Bank & Credit Card Reconciliation
Sunstone Ledger provides bank and credit card reconciliations so your balances match statements and your reports reflect reality.
The goal is simple: trustworthy books—every month, not only at year-end.
Reconciliation is the foundation of reliable bookkeeping. If balances don’t match, financial reports can’t be trusted.
Who this is for
- Businesses that need reliable monthly financial reports
- Owners whose QuickBooks balances don’t match bank statements
- Teams with multiple bank accounts and credit cards
- Businesses preparing for cleanup/catch-up or year-end review
What’s included
- Reconciliation of bank and credit card accounts to statements
- Identification of missing, duplicated, or misposted transactions
- Resolution of common issues (timing differences, duplicates, miscoding)
- Clean month-end close flow: transactions → reconciliation → review
- Brief notes on discrepancies found and what was corrected
- Recommendations to prevent repeat issues going forward
What’s not included (typical)
- Tax filing and IRS representation (separate service)
- Formal audit/assurance engagements
- Legal services or contract review
- Full historical cleanup across many months (handled as Cleanup & Catch-Up)
How it works
- Access: QuickBooks access + statements or connected feeds
- Match: match transactions and verify statement ending balance
- Fix: resolve duplicates, missing entries, miscoding, and common errors
- Close: confirm reconciled status and clean reporting baseline
- Maintain: keep a consistent monthly workflow to avoid drift
What you get each month
- Balances aligned to statements (bank + credit cards)
- Clean, consistent month-end baseline for reporting
- Short notes on key issues and what changed
- Action items to keep future reconciliations smooth
What we need from you
- QuickBooks Online access (admin if possible)
- Bank and credit card statements for the period (or connected feeds)
- List of all accounts to reconcile (bank + cards)
- Notes on special items (loans, owner transfers, payment processors)
Why reconciliation is essential for reliable reporting:
«Reconciliation — Why You Should Do It and Why It Matters».
«Reconciliation — Why You Should Do It and Why It Matters».
How small bookkeeping mistakes build up over time:
«Three Common Bookkeeping Mistakes Small Business Owners Make».
«Three Common Bookkeeping Mistakes Small Business Owners Make».
Why clean books matter beyond tax season:
«Why Every Business Needs Bookkeeping».
«Why Every Business Needs Bookkeeping».
FAQ
How often should reconciliations be done?

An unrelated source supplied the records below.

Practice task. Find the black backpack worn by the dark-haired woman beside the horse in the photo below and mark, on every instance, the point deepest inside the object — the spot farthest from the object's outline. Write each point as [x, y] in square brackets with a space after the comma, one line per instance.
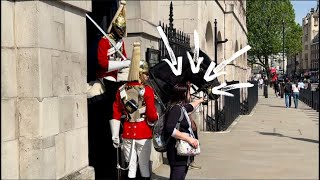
[158, 139]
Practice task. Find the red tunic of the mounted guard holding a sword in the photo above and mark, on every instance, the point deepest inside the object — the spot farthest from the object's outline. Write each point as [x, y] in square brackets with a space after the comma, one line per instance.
[103, 58]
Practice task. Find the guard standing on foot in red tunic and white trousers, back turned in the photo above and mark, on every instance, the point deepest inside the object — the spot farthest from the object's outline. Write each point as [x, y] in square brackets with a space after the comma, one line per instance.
[136, 100]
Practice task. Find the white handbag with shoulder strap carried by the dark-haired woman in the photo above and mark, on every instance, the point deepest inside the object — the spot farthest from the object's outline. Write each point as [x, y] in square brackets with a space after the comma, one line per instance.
[183, 147]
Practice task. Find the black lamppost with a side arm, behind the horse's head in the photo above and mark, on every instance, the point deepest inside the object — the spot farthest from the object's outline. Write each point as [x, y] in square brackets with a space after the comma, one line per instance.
[216, 42]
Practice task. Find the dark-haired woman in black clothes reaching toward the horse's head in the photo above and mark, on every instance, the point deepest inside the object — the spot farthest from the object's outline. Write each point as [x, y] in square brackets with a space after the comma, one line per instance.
[179, 164]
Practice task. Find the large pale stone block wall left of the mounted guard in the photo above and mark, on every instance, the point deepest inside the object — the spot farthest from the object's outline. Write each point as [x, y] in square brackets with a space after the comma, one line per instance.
[44, 106]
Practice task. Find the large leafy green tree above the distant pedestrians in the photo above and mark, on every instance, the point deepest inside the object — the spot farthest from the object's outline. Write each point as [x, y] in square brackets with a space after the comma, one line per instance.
[265, 22]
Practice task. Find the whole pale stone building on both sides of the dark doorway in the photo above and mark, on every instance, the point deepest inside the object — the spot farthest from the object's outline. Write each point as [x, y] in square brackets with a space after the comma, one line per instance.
[44, 118]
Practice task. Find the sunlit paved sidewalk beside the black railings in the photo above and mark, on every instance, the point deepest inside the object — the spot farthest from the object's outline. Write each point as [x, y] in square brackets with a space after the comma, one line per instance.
[273, 142]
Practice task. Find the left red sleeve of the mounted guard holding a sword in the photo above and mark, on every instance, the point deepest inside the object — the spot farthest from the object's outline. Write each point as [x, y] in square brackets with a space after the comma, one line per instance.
[103, 48]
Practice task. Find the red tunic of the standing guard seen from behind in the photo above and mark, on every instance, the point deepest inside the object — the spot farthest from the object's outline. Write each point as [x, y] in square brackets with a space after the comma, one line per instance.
[137, 130]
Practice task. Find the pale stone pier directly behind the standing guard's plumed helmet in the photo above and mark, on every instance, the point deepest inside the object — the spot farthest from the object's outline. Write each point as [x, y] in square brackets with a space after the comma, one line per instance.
[142, 20]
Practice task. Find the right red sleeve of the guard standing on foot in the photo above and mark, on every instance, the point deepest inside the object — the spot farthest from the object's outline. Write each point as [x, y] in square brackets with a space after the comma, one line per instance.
[151, 110]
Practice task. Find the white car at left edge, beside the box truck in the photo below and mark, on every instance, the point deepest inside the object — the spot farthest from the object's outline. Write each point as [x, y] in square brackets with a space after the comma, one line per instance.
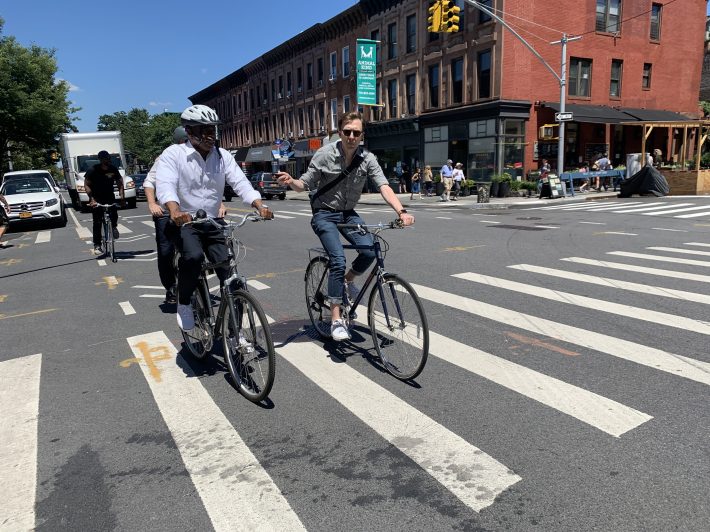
[34, 197]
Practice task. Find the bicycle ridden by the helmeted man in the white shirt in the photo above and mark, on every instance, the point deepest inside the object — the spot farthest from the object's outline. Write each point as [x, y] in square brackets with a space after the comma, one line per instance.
[239, 320]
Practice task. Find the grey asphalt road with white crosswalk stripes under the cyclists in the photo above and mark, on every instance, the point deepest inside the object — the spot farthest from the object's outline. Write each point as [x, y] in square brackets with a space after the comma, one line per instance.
[567, 387]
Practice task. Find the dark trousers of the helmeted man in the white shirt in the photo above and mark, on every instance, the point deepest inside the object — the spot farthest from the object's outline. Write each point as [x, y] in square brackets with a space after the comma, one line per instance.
[193, 239]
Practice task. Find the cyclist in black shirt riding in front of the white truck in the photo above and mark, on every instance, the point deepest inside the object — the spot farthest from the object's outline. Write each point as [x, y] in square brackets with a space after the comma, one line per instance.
[99, 183]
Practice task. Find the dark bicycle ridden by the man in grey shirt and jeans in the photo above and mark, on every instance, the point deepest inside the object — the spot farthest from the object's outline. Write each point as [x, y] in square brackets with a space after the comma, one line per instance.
[395, 315]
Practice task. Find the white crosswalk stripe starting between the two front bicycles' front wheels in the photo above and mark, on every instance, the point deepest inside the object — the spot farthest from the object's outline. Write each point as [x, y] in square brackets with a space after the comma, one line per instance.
[470, 474]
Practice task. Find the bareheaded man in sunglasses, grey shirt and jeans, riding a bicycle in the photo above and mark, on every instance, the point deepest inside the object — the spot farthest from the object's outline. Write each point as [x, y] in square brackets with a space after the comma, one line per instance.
[348, 166]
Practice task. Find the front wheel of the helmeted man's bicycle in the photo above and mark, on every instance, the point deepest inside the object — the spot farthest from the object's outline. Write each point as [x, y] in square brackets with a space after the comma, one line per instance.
[248, 347]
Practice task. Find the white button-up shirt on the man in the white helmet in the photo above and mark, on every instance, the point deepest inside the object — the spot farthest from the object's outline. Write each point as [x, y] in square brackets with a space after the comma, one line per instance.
[183, 176]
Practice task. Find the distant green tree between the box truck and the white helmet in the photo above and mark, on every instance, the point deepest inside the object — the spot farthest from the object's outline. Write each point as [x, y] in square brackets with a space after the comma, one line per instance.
[144, 136]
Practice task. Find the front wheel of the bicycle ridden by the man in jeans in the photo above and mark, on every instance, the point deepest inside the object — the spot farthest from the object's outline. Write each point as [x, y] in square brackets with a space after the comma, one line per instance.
[399, 327]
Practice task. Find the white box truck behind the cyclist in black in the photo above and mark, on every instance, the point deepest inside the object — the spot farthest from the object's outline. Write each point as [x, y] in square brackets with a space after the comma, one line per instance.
[80, 153]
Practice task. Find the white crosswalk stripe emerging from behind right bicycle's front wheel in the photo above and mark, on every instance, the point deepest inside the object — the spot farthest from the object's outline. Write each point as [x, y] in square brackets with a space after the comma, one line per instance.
[600, 412]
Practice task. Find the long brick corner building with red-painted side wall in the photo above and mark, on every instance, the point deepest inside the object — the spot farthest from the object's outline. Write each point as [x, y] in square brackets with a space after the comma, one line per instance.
[478, 96]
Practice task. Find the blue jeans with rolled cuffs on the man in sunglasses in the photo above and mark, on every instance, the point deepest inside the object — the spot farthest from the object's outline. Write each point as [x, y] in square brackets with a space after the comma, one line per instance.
[323, 224]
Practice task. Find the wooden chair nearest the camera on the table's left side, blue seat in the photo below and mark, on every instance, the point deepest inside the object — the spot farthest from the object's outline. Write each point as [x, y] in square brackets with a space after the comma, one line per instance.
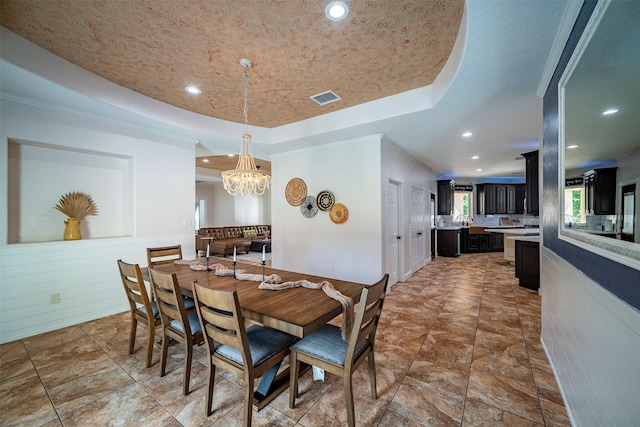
[250, 352]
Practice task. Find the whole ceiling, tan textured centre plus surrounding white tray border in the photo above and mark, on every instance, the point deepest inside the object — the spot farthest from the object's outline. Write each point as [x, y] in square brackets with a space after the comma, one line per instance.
[488, 85]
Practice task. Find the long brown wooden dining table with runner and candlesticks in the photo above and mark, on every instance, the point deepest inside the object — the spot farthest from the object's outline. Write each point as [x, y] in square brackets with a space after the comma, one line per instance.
[297, 311]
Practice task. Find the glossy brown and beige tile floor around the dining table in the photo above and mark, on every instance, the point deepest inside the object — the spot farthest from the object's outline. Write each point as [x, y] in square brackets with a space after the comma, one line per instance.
[458, 345]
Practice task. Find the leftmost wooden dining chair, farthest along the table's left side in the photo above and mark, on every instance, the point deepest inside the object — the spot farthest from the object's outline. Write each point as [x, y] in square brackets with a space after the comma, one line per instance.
[143, 307]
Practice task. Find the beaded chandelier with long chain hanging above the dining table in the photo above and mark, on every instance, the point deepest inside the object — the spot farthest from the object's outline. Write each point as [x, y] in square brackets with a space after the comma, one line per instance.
[246, 178]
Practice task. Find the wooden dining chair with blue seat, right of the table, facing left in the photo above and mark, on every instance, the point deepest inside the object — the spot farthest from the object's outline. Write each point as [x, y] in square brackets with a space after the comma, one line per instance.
[326, 349]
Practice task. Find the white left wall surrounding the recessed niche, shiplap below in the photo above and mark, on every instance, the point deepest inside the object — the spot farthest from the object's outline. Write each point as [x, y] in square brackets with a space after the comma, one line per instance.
[84, 272]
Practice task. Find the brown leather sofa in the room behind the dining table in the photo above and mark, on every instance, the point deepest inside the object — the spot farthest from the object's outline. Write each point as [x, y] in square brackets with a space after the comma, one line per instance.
[224, 239]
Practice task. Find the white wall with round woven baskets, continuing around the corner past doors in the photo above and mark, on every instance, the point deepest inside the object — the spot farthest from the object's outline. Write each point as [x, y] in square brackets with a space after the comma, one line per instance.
[357, 172]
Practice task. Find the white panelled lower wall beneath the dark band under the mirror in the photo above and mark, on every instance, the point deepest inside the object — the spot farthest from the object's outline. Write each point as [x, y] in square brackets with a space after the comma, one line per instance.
[592, 339]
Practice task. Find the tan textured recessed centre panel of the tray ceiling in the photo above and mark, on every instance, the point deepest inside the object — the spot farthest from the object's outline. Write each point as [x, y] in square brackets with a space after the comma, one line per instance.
[156, 48]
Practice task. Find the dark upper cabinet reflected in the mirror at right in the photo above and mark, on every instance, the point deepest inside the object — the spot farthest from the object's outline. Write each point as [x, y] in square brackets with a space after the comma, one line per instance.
[600, 191]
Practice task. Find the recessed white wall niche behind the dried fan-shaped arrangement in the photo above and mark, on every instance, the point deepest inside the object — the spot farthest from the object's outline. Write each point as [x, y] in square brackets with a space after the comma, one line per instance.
[39, 173]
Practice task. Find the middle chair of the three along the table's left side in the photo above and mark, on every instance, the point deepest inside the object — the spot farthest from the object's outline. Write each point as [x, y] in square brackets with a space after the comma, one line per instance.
[177, 323]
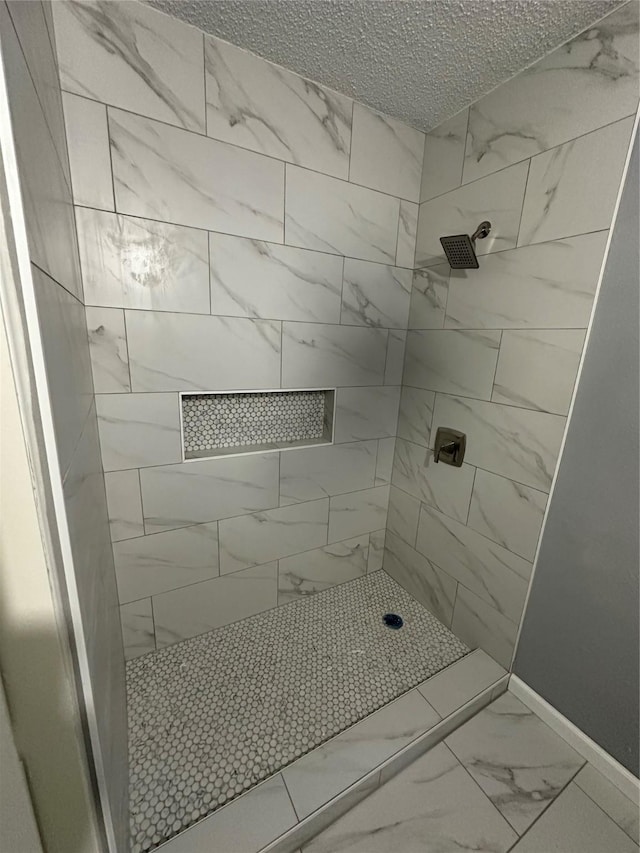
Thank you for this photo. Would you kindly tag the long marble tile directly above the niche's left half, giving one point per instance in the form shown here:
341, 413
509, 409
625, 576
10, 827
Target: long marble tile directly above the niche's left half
170, 352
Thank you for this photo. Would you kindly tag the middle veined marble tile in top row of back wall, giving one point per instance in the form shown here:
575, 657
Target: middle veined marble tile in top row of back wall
255, 104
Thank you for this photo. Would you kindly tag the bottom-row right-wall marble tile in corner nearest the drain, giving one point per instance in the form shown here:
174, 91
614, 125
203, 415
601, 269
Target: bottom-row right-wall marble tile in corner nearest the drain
433, 588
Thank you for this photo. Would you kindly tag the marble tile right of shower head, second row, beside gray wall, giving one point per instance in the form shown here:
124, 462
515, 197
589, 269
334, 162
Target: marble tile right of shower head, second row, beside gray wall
572, 189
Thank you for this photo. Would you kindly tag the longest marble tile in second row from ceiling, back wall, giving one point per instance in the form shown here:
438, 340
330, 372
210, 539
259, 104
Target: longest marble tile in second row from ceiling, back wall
161, 172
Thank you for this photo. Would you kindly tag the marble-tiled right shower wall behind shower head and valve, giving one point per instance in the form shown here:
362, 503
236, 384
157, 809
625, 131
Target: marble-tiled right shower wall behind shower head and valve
494, 352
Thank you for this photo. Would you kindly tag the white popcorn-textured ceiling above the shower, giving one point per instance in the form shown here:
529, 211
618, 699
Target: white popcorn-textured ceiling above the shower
418, 60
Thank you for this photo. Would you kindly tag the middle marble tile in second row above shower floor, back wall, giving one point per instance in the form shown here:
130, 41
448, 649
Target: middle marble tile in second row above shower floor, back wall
252, 539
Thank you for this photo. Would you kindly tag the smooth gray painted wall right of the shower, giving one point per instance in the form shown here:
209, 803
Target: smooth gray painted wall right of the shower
579, 643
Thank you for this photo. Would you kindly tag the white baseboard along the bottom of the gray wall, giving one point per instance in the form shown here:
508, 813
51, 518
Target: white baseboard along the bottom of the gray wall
588, 749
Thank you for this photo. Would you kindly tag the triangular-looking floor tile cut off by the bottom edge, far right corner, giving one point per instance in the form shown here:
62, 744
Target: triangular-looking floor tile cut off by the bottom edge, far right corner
575, 824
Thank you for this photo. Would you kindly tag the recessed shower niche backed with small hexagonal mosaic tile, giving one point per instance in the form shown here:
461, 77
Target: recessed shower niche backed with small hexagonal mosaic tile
233, 422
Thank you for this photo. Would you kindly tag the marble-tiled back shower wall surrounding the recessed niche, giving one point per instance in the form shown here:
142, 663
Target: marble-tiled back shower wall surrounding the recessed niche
240, 228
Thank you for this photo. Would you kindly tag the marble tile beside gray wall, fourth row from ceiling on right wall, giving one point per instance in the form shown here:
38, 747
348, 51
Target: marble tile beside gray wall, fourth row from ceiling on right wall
538, 369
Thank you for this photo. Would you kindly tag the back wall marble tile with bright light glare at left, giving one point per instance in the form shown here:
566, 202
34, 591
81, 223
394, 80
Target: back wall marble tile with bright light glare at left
138, 263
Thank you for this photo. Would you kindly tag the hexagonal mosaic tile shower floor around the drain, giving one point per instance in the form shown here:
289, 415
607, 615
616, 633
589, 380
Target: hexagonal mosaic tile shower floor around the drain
212, 716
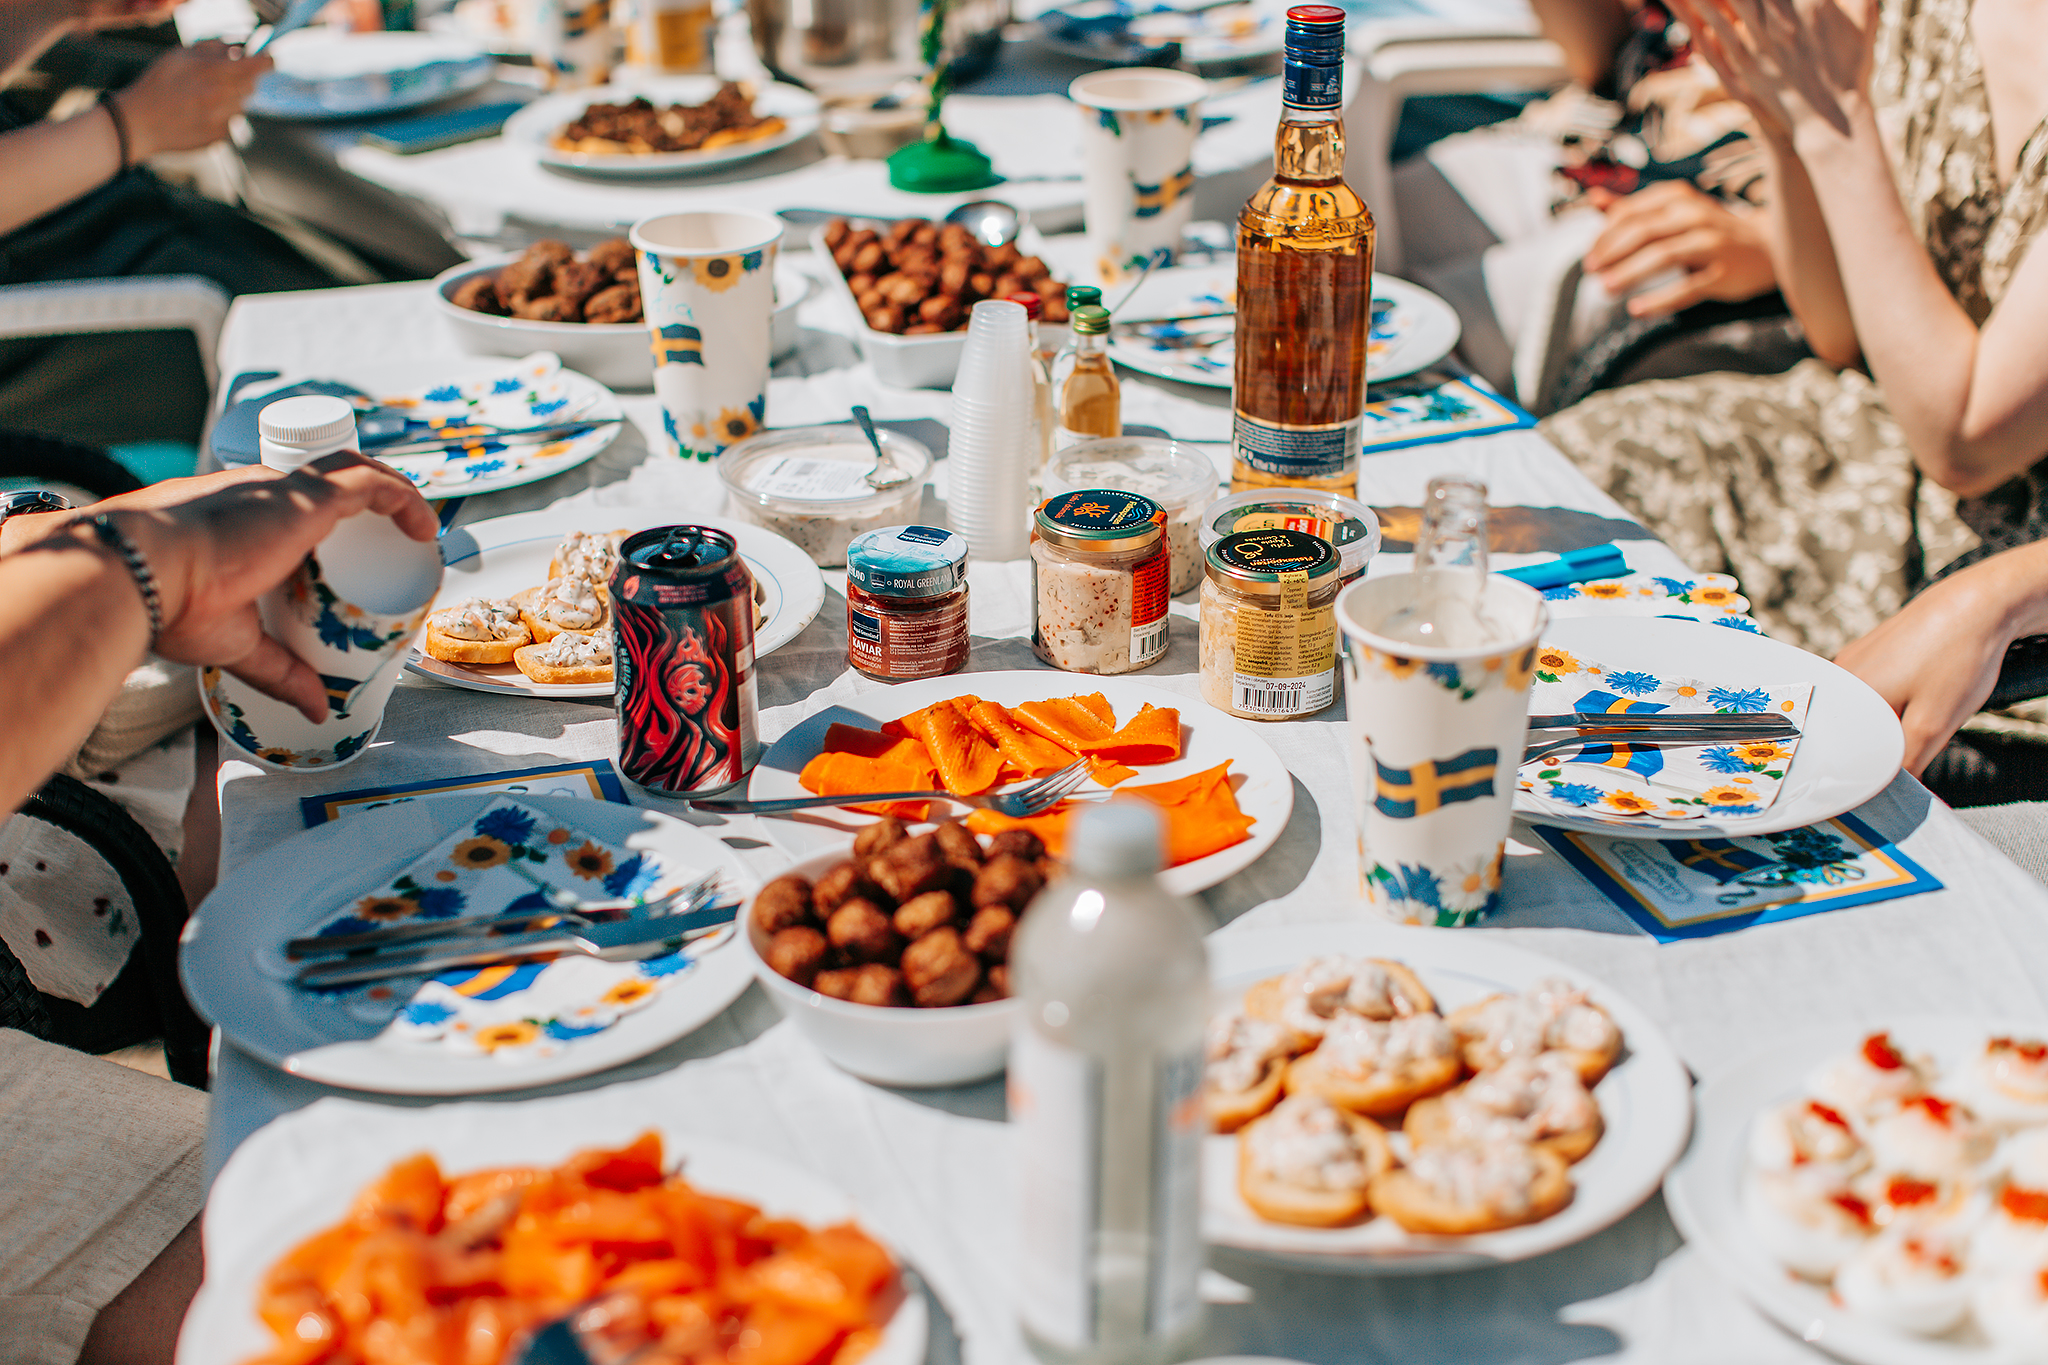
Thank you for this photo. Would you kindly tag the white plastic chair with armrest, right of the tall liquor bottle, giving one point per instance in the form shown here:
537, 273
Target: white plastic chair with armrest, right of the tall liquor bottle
1406, 58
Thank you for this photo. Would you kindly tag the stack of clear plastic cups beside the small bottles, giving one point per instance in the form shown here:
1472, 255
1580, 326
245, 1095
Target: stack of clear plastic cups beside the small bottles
990, 455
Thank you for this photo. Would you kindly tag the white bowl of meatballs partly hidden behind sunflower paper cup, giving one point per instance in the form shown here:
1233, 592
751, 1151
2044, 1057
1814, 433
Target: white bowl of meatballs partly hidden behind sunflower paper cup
583, 306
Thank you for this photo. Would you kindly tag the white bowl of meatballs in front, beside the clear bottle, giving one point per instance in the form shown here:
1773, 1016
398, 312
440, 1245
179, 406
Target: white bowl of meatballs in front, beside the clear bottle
892, 959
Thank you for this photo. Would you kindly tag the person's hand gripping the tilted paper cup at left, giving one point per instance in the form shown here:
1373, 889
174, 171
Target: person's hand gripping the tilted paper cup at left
220, 543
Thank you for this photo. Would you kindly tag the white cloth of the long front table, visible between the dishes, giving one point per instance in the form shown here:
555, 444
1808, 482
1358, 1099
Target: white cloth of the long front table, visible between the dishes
933, 1168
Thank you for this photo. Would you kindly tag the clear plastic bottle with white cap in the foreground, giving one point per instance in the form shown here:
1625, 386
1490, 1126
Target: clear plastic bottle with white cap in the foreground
1107, 1094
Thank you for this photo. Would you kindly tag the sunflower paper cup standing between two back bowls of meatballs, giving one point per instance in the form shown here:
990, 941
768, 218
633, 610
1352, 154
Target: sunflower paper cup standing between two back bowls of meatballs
708, 288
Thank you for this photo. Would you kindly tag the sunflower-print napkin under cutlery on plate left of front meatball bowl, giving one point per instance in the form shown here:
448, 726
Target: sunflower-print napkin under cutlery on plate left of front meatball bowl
497, 867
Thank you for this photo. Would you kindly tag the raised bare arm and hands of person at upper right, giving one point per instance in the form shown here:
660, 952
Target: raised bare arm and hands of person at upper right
1973, 402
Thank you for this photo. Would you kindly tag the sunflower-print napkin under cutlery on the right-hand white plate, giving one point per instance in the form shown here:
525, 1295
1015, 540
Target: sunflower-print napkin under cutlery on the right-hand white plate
1674, 787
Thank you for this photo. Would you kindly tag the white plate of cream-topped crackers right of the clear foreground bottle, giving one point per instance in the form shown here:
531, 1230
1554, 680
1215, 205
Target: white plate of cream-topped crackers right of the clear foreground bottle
1390, 1100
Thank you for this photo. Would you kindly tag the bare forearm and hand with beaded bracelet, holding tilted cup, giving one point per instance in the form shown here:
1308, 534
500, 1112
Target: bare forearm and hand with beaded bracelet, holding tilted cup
73, 621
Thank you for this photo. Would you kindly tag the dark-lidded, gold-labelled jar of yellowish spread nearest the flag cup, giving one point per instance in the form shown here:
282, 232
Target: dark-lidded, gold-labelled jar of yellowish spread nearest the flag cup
1271, 625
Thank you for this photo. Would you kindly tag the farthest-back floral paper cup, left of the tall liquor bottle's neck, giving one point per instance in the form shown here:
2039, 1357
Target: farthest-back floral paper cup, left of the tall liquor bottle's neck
1138, 163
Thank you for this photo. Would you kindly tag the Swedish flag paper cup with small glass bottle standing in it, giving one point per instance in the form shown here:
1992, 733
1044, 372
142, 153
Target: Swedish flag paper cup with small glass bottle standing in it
1437, 738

Monthly is standard. It keeps errors small, reports reliable, and the monthly close predictable.
What if balances don’t match?
We identify the cause (missing entries, duplicates, miscoding, timing differences) and correct it so the account can reconcile to the statement.
Do you reconcile both bank and credit cards?
Yes. Credit cards are often where duplicates and miscoding show up, so reconciling them is equally important.
Is reconciliation part of monthly bookkeeping?
Yes—reconciliation is a core step in monthly bookkeeping. If you only need reconciliations, we can scope it separately.
Can you handle multiple accounts?
Yes. Scope depends on number of accounts and transaction volume, and we’ll confirm it before starting.